Pod size considerations for JVM
In this post I’ll describe things you want to consider to let JVM use own ergonomic configuration, without drastically overriding them, for which you need more advanced tuning and more metrics.
Pod sizing for GC
The limit numbers of processors and memory impacts how JVM will tune its own performance characteristics.
Most importantly it impacts what GC will be used and how many threads it will start to clean up memory, which impacts how frequent and long GC pauses are.
The magic numbers
The smaller the number of CPUs and MiB of memory, the less “hardware efficient” GC is selected. It doesn’t mean that the GC will be less efficient than other non-ergonomic. JVM GCs are designed to best utilise hardware they run on.

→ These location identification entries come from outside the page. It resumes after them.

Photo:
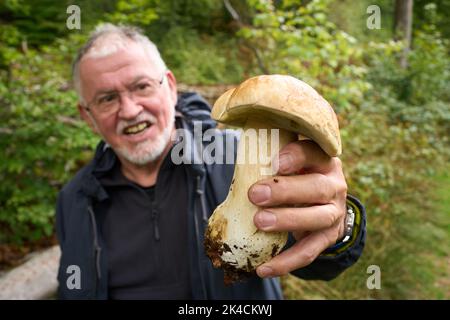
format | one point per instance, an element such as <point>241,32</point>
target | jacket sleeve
<point>333,262</point>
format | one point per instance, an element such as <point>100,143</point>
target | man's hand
<point>307,198</point>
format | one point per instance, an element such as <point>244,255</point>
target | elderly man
<point>131,222</point>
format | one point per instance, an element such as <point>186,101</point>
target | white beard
<point>147,151</point>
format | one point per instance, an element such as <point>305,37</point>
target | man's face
<point>140,129</point>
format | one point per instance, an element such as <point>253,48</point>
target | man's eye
<point>107,99</point>
<point>143,87</point>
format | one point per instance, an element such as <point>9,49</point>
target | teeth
<point>136,128</point>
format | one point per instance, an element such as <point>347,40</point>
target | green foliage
<point>42,140</point>
<point>301,41</point>
<point>182,30</point>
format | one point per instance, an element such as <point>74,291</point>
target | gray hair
<point>107,39</point>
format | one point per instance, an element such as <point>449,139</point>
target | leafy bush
<point>42,140</point>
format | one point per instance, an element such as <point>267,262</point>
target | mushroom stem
<point>232,240</point>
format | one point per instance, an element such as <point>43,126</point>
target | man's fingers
<point>312,188</point>
<point>299,255</point>
<point>303,155</point>
<point>298,219</point>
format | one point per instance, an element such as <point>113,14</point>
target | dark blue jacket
<point>82,244</point>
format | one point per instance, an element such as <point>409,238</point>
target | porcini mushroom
<point>282,102</point>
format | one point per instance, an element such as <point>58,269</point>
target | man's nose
<point>129,109</point>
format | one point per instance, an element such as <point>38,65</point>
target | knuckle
<point>331,216</point>
<point>324,189</point>
<point>308,257</point>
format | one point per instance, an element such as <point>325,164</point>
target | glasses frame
<point>89,106</point>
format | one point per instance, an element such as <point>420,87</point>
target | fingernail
<point>260,193</point>
<point>285,162</point>
<point>264,271</point>
<point>266,219</point>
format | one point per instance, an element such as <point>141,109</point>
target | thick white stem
<point>233,241</point>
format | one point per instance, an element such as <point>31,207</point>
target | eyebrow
<point>109,91</point>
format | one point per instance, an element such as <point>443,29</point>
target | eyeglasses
<point>109,102</point>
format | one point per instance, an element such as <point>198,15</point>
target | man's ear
<point>172,81</point>
<point>84,113</point>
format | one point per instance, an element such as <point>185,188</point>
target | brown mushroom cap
<point>285,102</point>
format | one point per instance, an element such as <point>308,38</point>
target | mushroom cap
<point>286,103</point>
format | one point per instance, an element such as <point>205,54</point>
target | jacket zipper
<point>97,250</point>
<point>155,224</point>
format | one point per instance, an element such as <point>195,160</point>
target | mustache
<point>143,116</point>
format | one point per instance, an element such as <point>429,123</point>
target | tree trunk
<point>403,27</point>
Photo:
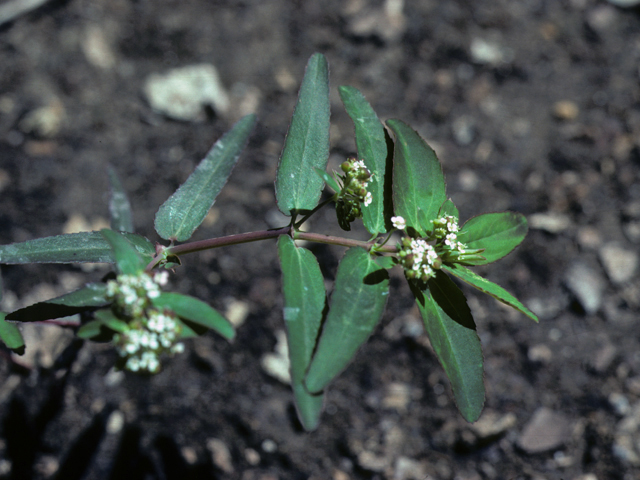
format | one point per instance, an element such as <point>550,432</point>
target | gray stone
<point>587,285</point>
<point>550,221</point>
<point>619,263</point>
<point>545,431</point>
<point>489,52</point>
<point>183,93</point>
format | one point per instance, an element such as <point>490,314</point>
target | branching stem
<point>248,237</point>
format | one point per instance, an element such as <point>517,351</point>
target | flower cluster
<point>354,192</point>
<point>151,332</point>
<point>421,257</point>
<point>418,258</point>
<point>446,234</point>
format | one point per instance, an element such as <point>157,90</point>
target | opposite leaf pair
<point>405,190</point>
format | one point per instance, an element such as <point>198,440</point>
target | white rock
<point>220,454</point>
<point>183,93</point>
<point>277,364</point>
<point>489,52</point>
<point>619,263</point>
<point>551,222</point>
<point>545,431</point>
<point>587,285</point>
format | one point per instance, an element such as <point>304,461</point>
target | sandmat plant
<point>395,185</point>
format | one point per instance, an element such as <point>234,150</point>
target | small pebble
<point>565,110</point>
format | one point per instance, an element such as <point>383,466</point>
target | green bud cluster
<point>150,332</point>
<point>353,193</point>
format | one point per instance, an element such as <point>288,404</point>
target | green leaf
<point>497,233</point>
<point>451,299</point>
<point>304,302</point>
<point>448,208</point>
<point>185,210</point>
<point>10,335</point>
<point>418,181</point>
<point>456,345</point>
<point>328,179</point>
<point>196,311</point>
<point>119,205</point>
<point>372,148</point>
<point>358,300</point>
<point>488,287</point>
<point>82,247</point>
<point>128,260</point>
<point>89,297</point>
<point>306,147</point>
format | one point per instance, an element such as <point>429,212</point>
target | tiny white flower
<point>161,278</point>
<point>133,364</point>
<point>399,223</point>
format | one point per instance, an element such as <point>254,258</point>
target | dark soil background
<point>533,106</point>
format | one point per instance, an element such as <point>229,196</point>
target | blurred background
<point>532,106</point>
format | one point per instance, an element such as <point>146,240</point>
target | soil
<point>532,106</point>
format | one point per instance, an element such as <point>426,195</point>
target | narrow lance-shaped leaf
<point>10,335</point>
<point>372,148</point>
<point>128,260</point>
<point>185,210</point>
<point>488,287</point>
<point>89,297</point>
<point>328,179</point>
<point>357,303</point>
<point>306,147</point>
<point>196,311</point>
<point>454,341</point>
<point>304,302</point>
<point>105,325</point>
<point>497,233</point>
<point>84,247</point>
<point>119,205</point>
<point>418,181</point>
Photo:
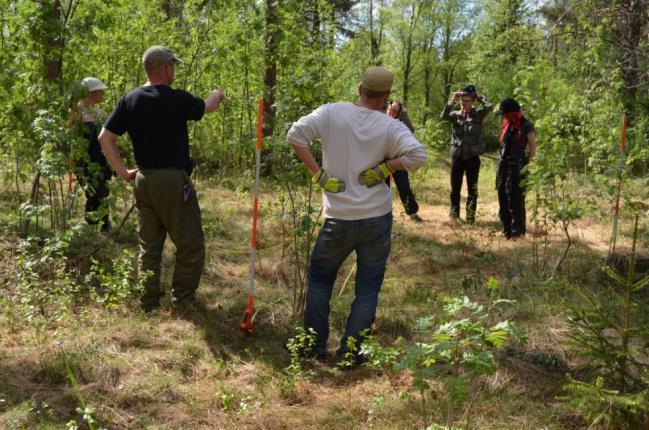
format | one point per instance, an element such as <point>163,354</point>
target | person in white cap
<point>361,147</point>
<point>91,167</point>
<point>155,117</point>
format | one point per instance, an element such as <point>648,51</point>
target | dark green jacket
<point>466,139</point>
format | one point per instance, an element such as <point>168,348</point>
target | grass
<point>192,370</point>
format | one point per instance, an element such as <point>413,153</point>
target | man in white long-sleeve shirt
<point>361,146</point>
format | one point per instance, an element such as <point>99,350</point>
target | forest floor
<point>192,370</point>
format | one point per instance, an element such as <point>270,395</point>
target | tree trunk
<point>53,43</point>
<point>633,25</point>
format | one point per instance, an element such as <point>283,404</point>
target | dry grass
<point>193,371</point>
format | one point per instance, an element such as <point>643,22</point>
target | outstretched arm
<point>304,154</point>
<point>107,140</point>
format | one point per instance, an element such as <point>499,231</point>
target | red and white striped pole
<point>616,208</point>
<point>249,314</point>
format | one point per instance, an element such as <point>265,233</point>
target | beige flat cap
<point>377,79</point>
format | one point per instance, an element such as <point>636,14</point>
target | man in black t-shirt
<point>518,147</point>
<point>155,117</point>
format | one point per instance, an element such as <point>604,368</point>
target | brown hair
<point>373,94</point>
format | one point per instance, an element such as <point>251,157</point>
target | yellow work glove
<point>328,183</point>
<point>375,175</point>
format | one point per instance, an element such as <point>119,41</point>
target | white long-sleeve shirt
<point>354,139</point>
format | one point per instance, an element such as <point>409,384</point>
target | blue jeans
<point>371,239</point>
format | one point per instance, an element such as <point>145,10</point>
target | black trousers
<point>459,168</point>
<point>511,197</point>
<point>405,192</point>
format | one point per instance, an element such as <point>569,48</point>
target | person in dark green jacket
<point>466,147</point>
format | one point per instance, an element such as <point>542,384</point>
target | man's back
<point>355,138</point>
<point>155,118</point>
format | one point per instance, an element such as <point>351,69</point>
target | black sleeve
<point>117,122</point>
<point>193,107</point>
<point>527,128</point>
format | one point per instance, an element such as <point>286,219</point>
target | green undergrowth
<point>76,350</point>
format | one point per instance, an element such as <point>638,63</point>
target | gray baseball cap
<point>377,79</point>
<point>159,54</point>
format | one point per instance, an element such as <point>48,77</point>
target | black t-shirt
<point>155,118</point>
<point>515,141</point>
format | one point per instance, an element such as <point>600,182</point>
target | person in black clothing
<point>155,117</point>
<point>398,111</point>
<point>92,170</point>
<point>517,150</point>
<point>466,147</point>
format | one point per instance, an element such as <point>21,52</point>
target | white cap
<point>93,84</point>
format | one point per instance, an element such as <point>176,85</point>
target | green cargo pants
<point>166,203</point>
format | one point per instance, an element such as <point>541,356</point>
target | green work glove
<point>375,175</point>
<point>328,183</point>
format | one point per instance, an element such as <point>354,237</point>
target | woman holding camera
<point>92,169</point>
<point>466,147</point>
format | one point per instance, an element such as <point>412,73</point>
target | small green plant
<point>117,285</point>
<point>299,347</point>
<point>606,330</point>
<point>451,354</point>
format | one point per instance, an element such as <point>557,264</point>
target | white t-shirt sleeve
<point>307,128</point>
<point>404,144</point>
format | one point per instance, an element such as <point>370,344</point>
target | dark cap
<point>159,54</point>
<point>469,90</point>
<point>508,105</point>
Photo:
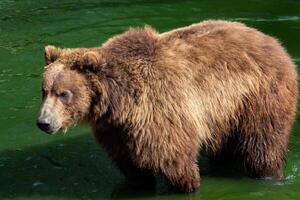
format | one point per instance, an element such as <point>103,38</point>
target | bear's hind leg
<point>183,173</point>
<point>264,155</point>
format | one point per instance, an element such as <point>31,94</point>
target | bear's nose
<point>43,124</point>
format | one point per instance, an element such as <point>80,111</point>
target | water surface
<point>35,165</point>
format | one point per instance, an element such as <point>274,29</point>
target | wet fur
<point>157,99</point>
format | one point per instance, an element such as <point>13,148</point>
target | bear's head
<point>68,92</point>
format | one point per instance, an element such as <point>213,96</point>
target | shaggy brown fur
<point>154,100</point>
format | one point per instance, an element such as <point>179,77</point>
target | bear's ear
<point>52,53</point>
<point>92,60</point>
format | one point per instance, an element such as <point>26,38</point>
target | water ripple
<point>275,19</point>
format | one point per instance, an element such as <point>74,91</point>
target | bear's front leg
<point>182,173</point>
<point>113,141</point>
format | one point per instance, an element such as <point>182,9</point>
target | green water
<point>34,165</point>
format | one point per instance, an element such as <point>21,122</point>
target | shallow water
<point>35,165</point>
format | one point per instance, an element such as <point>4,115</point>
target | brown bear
<point>154,100</point>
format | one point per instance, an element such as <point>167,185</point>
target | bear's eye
<point>65,96</point>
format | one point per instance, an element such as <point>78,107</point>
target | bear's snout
<point>46,124</point>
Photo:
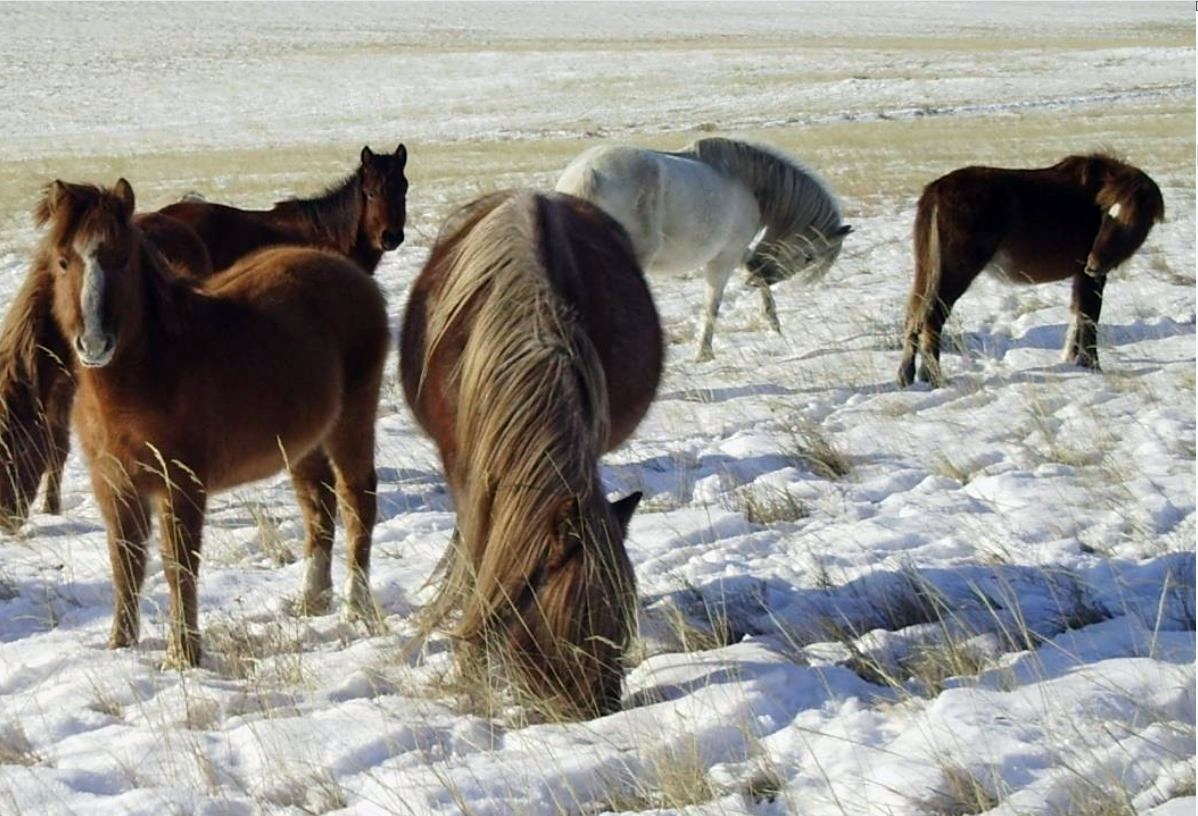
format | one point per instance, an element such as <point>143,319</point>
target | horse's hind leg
<point>313,481</point>
<point>58,417</point>
<point>715,274</point>
<point>181,511</point>
<point>1082,342</point>
<point>350,446</point>
<point>769,308</point>
<point>951,286</point>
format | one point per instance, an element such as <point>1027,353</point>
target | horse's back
<point>180,245</point>
<point>229,234</point>
<point>289,338</point>
<point>678,211</point>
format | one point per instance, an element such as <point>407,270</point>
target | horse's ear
<point>53,198</point>
<point>624,507</point>
<point>123,193</point>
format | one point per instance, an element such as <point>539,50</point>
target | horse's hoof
<point>931,376</point>
<point>180,657</point>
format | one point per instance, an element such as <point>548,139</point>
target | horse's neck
<point>364,254</point>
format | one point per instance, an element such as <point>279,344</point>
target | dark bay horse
<point>36,380</point>
<point>361,217</point>
<point>531,346</point>
<point>187,388</point>
<point>1078,218</point>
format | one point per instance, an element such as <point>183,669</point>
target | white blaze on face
<point>91,295</point>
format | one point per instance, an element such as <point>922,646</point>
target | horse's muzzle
<point>391,240</point>
<point>95,352</point>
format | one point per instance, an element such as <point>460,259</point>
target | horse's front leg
<point>181,512</point>
<point>314,484</point>
<point>127,519</point>
<point>58,419</point>
<point>1082,340</point>
<point>769,308</point>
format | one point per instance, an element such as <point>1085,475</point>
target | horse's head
<point>1130,203</point>
<point>92,249</point>
<point>385,197</point>
<point>572,624</point>
<point>809,254</point>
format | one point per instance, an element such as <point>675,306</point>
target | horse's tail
<point>530,384</point>
<point>32,361</point>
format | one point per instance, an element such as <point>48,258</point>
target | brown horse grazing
<point>36,376</point>
<point>1078,218</point>
<point>530,346</point>
<point>361,217</point>
<point>188,388</point>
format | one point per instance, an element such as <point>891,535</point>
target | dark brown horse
<point>187,388</point>
<point>531,346</point>
<point>36,373</point>
<point>1078,218</point>
<point>361,217</point>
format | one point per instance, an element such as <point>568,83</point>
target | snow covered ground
<point>855,599</point>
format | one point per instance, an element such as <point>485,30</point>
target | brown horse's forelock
<point>797,207</point>
<point>531,413</point>
<point>24,390</point>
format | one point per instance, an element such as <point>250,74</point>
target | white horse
<point>705,205</point>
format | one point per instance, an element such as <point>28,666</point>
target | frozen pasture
<point>854,599</point>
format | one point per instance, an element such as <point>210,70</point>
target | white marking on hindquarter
<point>1003,267</point>
<point>91,295</point>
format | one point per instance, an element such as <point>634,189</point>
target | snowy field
<point>854,599</point>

The table below shows requirements of a GC to be ergonomically enabled:
Memory | CPU | #GC threads | |
---|---|---|---|
SerialGC | any | any | 1 |
ParallelGC | - | - | linked to the number of CPUs |
G1GC | >= 1792 MiB | >= 2 | linked to the number of CPUs |
Shenandoah | - | - | linked to the number of CPUs |
ZGC | - | - | linked to the number of CPUs |
Check this article for more opinions on GCs.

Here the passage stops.